Por esa afirmación, quien subscribe fue “expulsado” de las dos materias que dictaba cierta persona de una universidad en la que intentó estudiar y cuyo nombre no quiere recordar, para no afectar a aquellos excelentes docentes y mejores seres humanos que no tienen culpa de las directrices pedagógicas que en determinados momentos asumen sus instituciones. 

Nunca entendió tan irracional actitud ni el odio y desprecio que gesticulaba la susodicha al sentenciar, con la diestra fustigada hacia adelante y el índice, más que señalando la salida, queriendo herir la dignidad: “es lo contrario ¡¡salga de aquí!!. Y no fue por una clase, ni por un día, ni por una semana, hasta que asimilase aquel ser su propia ponzoña... fue por siempre. Condenando así al estudiante a la reprobación de las dos materias y con ello prácticamente a la pérdida del año lectivo.

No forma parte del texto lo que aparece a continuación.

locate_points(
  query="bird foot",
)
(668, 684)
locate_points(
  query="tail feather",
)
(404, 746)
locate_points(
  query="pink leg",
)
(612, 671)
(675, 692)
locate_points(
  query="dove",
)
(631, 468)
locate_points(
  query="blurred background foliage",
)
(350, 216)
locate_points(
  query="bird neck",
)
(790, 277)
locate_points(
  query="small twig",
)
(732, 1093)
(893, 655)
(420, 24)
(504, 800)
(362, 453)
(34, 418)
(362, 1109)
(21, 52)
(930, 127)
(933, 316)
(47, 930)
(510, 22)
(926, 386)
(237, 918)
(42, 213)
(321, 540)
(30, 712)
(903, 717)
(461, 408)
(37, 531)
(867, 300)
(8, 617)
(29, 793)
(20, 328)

Y ante la imposibilidad de enfrentar legalmente semejante, no solamente injusticia sino anti-ética pedagógica, criminal acción en contra de la dignidad y libertad de pensamiento y de conciencia, porque lamentablemente la justicia era y aún es ciega; la impotencia recordó en letras el lamento de un estudiante coartado en su más libérrima facultad: la de pensar: La Bruja que Enseñaba Derecho

Empero luego la sabiduría, siempre sobrevenida con el tiempo, fue revelando el verdadero trasfondo de aquella actitud: ¡Era miedo lo que sentía aquella persona! –que a la sazón dictaba cátedra de “limitaciones legales a la propiedad”-. Miedo a quedar desguarnecida intelectualmente por el derrumbe de las verdades asumidas. Miedo al desmoronamiento de sus arquetipos conceptuales. Miedo a la verdad. Miedo al cambio.

Porque se requiere mayor fortaleza intelectual para siquiera tolerar nuevas verdades y realidades, que para defender las certezas asumidas.

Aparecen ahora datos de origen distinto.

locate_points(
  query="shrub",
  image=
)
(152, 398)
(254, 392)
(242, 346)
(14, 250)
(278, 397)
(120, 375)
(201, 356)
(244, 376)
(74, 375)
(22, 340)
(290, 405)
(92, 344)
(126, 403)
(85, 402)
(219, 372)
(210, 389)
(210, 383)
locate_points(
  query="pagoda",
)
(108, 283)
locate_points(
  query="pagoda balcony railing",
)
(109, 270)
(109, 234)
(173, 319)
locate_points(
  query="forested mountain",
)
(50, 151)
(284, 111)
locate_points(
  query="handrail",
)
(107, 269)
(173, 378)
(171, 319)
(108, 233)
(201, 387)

Que hermosa lección pedagógica habría sido si aquel alumno hubiese podido exponer libremente su criterio, cierto o errado y se estuviese o no de acuerdo con él, pero válido en cuanto expresión de la aptitud más preciada del proceso educativo: el cuestionamiento del conocimiento. Pues, quien cuestiona con argumentos, aprende verdaderamente.

Porque las “limitaciones legales a la propiedad”, que enseñaba la susodicha, no menguan la libertad sino la posibilitan. Aún en materia penal, la libertad física se restringe por conciencia, voluntad y acción del reo. El Derecho pretende en ese caso, preservar la libertad de ser del colectivo, y la de mismo transgresor de la ley, de sus propios actos, que la lesionan.

Esa es la gran lección del Derecho posibilitador de la libertad, del ser humano y de la sociedad, fundamentado en el derecho natural y en los Derechos Humanos.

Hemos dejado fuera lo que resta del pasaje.